# Saay Hello to my little friend...



## Livebychance (Jan 29, 2007)

Shooting 22 pistol competitions with my Hamerli was fun and challenging but, after I got really good at it I lost interest. Being a deer hunter and not always having time off of work during the one week season, I decided it would be nice to have a rifle in the car so if time allowed on the way home from work I could maybe get in an hour or two. Well, the work car isn't the biggest and the rifle would not fit in the trunk, and the back seat is out of the question even if covered might be obvious to it's nature. Hey how about a pistol? would fit into the trunk, easy to transport, cool. Now came my next situation, what manufacturer and caliber? My State does not allow semi's for hunting so a revolver or single shot is what I'm allowed.
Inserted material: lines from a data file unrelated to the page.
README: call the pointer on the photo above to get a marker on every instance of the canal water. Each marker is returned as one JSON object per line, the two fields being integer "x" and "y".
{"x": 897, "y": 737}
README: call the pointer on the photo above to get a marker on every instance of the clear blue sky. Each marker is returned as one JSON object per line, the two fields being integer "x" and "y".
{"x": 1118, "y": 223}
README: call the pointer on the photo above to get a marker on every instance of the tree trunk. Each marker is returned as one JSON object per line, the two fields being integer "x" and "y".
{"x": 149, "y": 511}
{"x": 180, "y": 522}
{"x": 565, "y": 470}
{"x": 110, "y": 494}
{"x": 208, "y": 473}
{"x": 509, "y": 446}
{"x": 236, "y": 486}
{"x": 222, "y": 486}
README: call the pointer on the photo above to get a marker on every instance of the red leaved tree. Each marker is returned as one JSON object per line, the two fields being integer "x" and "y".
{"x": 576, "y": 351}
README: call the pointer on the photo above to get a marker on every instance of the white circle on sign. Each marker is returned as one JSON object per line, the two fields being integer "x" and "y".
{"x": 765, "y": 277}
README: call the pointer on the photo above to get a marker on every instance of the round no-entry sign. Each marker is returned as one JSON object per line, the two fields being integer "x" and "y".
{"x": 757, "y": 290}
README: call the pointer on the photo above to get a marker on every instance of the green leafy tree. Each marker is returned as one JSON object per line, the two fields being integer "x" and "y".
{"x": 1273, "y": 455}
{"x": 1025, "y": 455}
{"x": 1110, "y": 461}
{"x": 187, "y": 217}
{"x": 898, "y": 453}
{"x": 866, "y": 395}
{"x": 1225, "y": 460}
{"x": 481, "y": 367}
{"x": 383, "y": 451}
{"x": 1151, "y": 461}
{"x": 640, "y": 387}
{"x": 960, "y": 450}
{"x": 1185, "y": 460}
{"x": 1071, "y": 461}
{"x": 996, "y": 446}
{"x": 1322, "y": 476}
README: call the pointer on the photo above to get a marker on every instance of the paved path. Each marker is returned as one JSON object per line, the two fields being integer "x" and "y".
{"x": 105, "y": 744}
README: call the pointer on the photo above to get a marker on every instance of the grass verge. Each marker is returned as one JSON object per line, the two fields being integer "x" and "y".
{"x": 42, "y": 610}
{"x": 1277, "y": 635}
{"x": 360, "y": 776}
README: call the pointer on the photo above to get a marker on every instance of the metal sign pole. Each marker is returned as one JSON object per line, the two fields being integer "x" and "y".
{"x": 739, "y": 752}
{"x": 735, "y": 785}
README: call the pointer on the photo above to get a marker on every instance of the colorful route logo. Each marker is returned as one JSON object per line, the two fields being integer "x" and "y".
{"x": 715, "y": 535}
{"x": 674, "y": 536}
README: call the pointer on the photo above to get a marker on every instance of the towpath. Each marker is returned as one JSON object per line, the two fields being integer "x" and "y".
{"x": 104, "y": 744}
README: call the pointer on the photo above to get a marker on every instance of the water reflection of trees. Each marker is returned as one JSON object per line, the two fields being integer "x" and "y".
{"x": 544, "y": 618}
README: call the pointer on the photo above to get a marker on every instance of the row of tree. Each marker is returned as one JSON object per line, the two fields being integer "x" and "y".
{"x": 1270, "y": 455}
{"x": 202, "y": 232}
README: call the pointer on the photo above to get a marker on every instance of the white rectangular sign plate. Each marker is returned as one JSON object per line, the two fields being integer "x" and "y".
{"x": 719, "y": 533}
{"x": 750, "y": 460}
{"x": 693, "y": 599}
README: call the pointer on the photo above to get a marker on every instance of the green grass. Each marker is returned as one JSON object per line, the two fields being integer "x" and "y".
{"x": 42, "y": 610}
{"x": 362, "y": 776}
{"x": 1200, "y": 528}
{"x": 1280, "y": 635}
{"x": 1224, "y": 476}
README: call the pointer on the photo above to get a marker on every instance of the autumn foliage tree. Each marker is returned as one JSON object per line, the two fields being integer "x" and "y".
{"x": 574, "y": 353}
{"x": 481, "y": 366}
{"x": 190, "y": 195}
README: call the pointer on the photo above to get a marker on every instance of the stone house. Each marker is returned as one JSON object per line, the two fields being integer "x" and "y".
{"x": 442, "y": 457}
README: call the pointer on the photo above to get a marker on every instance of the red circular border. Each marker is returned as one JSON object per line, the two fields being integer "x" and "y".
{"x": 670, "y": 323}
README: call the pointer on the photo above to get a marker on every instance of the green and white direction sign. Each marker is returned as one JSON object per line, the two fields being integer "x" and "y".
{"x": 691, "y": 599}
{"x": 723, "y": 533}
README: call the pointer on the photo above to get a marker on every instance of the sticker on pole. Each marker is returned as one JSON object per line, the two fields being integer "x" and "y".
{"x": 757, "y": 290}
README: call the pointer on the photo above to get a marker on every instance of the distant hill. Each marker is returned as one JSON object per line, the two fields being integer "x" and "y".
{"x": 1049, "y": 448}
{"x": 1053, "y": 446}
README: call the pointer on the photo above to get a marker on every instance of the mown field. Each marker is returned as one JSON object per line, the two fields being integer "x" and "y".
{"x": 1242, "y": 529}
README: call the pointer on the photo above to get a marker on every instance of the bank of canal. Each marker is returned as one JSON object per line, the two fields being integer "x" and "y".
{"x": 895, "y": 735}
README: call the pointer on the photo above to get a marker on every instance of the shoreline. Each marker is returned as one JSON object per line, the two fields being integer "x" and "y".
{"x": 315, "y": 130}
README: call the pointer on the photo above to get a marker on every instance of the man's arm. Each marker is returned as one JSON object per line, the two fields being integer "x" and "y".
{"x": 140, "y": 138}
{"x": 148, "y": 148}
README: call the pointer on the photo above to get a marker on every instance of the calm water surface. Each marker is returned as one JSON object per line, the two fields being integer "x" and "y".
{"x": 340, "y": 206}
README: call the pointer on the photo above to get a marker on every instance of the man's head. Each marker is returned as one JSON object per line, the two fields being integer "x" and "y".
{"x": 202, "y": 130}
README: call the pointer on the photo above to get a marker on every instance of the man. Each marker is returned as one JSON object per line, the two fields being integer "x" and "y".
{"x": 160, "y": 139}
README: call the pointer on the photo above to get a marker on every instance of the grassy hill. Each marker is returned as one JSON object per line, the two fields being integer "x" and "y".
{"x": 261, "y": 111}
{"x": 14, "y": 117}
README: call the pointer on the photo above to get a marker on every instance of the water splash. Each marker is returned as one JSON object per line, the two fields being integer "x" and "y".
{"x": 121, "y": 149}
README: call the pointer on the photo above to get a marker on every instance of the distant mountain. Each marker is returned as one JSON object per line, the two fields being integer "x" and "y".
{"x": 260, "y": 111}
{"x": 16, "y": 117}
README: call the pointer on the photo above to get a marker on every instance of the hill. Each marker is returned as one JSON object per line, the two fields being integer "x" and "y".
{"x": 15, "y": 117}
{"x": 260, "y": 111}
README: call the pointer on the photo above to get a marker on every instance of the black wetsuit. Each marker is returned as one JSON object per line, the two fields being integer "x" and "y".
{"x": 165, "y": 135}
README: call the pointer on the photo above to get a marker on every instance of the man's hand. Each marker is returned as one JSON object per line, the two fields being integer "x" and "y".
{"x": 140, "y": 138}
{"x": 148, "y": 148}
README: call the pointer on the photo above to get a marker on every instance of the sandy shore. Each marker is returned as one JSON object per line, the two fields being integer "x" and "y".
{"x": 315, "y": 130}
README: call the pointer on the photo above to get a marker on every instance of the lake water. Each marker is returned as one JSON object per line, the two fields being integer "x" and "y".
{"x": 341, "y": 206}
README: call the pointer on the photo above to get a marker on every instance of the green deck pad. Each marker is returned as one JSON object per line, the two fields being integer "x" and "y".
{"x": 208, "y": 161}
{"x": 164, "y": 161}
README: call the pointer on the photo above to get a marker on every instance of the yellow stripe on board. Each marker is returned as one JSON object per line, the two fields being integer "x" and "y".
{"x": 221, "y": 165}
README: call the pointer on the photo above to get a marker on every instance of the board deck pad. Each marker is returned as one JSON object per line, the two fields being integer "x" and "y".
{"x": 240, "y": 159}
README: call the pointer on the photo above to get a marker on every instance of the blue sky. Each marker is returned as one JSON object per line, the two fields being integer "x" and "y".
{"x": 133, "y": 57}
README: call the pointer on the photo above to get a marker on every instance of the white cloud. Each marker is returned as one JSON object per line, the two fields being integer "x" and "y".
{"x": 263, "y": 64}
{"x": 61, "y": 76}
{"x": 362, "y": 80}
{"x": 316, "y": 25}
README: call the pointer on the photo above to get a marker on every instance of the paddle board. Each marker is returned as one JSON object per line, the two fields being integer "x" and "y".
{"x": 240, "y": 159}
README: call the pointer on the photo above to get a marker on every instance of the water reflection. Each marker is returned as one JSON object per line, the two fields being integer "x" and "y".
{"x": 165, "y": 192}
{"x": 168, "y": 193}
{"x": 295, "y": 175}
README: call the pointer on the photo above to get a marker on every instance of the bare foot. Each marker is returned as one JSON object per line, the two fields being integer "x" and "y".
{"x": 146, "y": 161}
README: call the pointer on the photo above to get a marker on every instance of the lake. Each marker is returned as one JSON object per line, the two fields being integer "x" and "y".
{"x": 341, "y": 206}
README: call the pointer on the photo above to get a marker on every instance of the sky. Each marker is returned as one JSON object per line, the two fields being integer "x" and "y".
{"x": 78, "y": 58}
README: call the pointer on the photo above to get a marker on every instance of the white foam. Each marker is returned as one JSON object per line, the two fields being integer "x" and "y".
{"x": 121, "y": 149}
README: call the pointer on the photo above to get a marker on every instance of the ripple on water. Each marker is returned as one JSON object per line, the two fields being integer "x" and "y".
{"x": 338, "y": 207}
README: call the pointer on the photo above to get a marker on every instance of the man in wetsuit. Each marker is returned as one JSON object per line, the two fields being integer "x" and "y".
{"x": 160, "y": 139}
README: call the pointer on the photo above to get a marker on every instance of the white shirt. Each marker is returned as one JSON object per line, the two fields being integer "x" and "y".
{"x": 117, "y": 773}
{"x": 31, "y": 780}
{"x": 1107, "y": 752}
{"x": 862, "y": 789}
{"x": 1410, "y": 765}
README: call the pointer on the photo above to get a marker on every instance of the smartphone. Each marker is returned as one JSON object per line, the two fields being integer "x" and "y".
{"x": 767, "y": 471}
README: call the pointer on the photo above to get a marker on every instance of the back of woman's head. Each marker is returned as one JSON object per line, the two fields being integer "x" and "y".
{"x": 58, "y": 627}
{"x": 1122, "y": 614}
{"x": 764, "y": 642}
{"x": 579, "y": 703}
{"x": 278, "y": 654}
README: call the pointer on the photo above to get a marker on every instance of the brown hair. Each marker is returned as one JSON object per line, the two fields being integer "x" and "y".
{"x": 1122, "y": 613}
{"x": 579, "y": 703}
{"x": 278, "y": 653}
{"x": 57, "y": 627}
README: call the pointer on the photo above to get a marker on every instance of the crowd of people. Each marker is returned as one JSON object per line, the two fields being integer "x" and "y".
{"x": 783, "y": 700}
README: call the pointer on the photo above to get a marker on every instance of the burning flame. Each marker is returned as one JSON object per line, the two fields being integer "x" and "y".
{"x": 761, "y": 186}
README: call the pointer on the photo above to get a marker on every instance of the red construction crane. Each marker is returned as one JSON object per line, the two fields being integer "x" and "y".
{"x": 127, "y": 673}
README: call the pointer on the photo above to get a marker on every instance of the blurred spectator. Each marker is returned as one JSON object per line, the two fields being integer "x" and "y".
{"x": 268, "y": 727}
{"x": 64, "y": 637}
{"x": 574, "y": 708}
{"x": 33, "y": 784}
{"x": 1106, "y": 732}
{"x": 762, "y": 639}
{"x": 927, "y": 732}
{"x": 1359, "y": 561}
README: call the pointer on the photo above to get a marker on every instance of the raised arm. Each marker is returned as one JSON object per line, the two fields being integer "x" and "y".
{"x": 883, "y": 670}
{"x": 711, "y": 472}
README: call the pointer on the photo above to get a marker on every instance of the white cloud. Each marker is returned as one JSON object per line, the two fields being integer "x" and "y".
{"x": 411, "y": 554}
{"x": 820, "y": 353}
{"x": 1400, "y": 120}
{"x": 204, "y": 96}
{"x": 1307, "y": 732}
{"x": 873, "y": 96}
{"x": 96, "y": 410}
Next step what manufacturer, after reading countless forums, magazines, and loading manuals it was obvious to me the Ruger. Although Smith's have a huge following the reloading manuals with hot loads say; "For Ruger and TC only!!" Not an engineer but came to the conclusion of a more robust gun. (Let the daggers come).
Choose a 454 in caliber for its power and flat shooting. Went to the range with the Ruger Super Rehawk and placed one of my 22 targets out at fifty yards. Left hand in my pocket, right hand on the revolver nice light touch of the trigger, Ka-Boooom. Good freaken gocka mucha, thank God nobody was at the range watching how I almost dropped the gun. Second shot both hands on the gun with a death grip. Problem no hits on the target, so brought it in a bit to twenty five yards I thought very embarrassing. Still no hits, what the heck these sights must be way off. Had to buy more shells as I ran out. A 4x4 piece of card board discovered there were some hits all over no rhyme or reason. More research. Bought RCBS Rockchucker started loading my own, it took a good 500 rounds to finally group 4 inches at fifty yards off hand (both hands). Well this all happened over a couple of months missing deer season because did not dare head out with the way things were. That's how I became addicted to big bore handgun shooting. 
Looking forward to firing the 500 cartridge.

Magnum Research 500 S&W
:enforcer:


----------



## Shipwreck (Jan 26, 2006)

Nice toy :smt023


----------



## Wandering Man (Jul 9, 2006)

Welcome to the forum.

That's a nice looking gun. How does she shoot?

WM


----------



## Livebychance (Jan 29, 2007)

Wandering Man said:


> Welcome to the forum.
> 
> That's a nice looking gun. How does she shoot?
> 
> WM


I will let you know this week end.


----------



## slugger6 (Jan 15, 2007)

That is one nice looking revolver!


----------